A decisão concluiu que uma candidatura feminina foi utilizada apenas para cumprir a regra mínima de participação de mulheres. Com isso, foram anulados os votos do partido na eleição proporcional e determinada a recontagem dos resultados.
Segundo o MPRO, a candidata em questão não realizou campanha de fato, obteve apenas um voto, não divulgou sua candidatura e apresentou prestação de contas sem comprovação de atuação efetiva. A Justiça avaliou a quantidade de votos, a movimentação financeira da campanha e a existência de atos de divulgação, confirmando que a candidatura existiu apenas para cumprir a cota legal.
Em relação aos demais candidatos investigados, a Justiça não encontrou provas de fraude, pois eles realizaram atos de campanha e tiveram votação significativa.

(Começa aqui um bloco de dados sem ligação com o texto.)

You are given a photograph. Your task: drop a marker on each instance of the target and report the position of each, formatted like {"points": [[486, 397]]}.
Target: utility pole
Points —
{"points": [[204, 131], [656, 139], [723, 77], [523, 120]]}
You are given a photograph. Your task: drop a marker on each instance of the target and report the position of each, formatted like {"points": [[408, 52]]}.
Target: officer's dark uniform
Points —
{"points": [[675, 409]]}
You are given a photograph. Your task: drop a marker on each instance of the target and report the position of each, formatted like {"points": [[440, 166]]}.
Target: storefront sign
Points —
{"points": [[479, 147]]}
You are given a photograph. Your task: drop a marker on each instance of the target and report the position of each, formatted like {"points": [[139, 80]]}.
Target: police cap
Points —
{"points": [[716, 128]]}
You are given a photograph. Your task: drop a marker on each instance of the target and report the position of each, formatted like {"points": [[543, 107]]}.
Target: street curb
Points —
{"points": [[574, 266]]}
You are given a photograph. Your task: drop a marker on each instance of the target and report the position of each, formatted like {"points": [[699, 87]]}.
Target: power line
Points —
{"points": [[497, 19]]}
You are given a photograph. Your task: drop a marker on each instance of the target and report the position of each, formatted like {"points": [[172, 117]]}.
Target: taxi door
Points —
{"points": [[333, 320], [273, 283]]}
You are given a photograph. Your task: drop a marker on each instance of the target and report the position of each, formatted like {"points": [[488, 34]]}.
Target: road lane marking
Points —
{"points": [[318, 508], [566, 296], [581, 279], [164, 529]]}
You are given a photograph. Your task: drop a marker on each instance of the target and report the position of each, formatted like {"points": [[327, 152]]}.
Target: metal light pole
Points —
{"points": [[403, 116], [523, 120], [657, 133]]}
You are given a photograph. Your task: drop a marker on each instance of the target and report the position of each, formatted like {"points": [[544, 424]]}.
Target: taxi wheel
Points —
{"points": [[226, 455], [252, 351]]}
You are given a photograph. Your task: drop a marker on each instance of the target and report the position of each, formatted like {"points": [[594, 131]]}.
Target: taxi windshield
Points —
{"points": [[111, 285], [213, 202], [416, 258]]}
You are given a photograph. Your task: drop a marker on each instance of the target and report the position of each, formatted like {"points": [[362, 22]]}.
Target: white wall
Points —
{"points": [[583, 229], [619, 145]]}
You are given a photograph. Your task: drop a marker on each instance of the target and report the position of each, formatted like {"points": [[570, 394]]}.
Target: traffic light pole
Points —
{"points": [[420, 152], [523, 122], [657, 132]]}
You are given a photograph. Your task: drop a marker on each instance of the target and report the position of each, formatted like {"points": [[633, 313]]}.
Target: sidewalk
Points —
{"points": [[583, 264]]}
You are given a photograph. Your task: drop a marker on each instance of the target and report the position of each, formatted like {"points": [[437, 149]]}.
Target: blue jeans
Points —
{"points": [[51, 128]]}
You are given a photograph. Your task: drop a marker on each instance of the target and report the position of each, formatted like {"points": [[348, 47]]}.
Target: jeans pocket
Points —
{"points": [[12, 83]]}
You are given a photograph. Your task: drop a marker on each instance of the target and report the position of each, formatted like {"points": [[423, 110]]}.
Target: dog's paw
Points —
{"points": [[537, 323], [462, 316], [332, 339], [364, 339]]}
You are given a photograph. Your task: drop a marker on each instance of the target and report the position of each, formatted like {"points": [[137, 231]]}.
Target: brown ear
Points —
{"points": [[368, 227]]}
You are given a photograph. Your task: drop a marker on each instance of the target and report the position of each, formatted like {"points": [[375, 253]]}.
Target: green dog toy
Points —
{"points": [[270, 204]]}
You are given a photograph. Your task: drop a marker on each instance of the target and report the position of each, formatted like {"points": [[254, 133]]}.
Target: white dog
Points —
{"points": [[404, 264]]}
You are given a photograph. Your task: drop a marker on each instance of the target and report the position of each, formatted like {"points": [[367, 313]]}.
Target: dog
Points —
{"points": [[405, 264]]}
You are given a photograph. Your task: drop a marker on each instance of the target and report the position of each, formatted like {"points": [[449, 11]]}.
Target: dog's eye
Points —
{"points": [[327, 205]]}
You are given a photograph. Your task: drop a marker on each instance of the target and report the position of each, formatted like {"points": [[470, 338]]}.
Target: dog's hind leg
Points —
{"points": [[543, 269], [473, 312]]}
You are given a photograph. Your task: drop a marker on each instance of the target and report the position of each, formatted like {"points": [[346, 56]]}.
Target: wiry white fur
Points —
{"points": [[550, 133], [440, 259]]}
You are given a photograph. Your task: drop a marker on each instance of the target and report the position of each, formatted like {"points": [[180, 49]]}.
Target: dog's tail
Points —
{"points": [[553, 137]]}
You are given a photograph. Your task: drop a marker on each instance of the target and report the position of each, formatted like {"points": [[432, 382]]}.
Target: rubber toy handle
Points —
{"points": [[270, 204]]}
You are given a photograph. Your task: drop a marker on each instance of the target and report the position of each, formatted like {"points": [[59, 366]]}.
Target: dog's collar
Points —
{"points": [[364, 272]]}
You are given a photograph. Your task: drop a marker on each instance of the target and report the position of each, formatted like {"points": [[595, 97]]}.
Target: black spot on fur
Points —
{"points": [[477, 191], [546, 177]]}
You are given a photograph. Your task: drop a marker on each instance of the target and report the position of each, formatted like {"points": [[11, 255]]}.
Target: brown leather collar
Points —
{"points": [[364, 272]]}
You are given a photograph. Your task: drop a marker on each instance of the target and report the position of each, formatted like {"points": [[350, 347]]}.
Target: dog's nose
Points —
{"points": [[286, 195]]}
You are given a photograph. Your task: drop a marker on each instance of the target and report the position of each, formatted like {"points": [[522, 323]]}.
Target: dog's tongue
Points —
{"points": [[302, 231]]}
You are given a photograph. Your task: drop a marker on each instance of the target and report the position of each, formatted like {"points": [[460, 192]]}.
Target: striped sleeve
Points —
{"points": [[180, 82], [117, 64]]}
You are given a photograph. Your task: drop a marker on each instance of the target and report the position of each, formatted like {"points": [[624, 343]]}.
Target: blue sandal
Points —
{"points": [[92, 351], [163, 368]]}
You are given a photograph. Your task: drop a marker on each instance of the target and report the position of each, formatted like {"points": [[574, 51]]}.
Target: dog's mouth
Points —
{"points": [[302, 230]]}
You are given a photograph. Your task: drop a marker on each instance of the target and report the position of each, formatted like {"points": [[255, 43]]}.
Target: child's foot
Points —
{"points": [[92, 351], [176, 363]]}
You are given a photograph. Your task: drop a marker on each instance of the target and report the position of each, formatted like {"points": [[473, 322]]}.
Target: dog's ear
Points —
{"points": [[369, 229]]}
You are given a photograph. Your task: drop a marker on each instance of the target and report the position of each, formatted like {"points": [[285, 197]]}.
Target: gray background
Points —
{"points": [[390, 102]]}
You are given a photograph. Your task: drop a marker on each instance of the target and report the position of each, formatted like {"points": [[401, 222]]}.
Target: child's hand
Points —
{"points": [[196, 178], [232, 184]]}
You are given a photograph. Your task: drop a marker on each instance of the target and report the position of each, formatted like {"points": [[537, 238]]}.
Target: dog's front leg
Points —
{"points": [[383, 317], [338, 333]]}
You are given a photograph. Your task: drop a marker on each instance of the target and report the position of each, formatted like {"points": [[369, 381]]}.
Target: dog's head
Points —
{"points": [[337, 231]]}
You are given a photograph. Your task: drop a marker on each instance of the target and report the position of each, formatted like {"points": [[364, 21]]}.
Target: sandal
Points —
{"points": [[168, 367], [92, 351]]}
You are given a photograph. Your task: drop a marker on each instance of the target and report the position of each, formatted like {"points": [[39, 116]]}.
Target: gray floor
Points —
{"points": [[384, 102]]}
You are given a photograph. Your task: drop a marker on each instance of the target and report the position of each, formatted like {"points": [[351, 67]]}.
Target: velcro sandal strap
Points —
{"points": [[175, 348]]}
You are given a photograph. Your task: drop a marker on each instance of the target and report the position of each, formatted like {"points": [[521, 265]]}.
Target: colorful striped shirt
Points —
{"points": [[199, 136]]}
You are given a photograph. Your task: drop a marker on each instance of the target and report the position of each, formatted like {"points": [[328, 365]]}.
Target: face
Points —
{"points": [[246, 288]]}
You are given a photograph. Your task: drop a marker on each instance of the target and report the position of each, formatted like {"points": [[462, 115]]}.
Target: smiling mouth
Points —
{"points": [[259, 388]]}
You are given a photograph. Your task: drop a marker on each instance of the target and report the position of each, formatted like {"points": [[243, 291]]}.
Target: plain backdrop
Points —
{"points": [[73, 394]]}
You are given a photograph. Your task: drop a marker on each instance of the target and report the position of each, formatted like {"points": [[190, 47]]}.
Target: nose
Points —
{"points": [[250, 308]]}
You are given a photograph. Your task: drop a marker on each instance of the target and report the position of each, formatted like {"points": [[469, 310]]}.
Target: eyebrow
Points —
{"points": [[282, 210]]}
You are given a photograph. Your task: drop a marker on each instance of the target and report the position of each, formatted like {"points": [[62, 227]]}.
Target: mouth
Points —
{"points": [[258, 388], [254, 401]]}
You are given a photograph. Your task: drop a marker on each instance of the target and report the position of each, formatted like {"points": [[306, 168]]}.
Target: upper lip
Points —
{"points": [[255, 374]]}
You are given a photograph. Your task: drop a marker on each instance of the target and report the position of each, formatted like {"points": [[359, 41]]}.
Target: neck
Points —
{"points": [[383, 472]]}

Com a decisão, a candidata apontada como responsável pela fraude ficou impedida de disputar eleições por um período determinado, e as vagas na eleição proporcional foram redistribuídas corretamente.
A cota de gênero visa garantir que mulheres participem de forma real na política, exigindo campanha ativa, pedido de voto e participação efetiva, e não apenas registro formal. O MPRO reforça que atua para garantir igualdade de participação, combater fraudes e assegurar eleições justas, protegendo a democracia e o direito ao voto válido.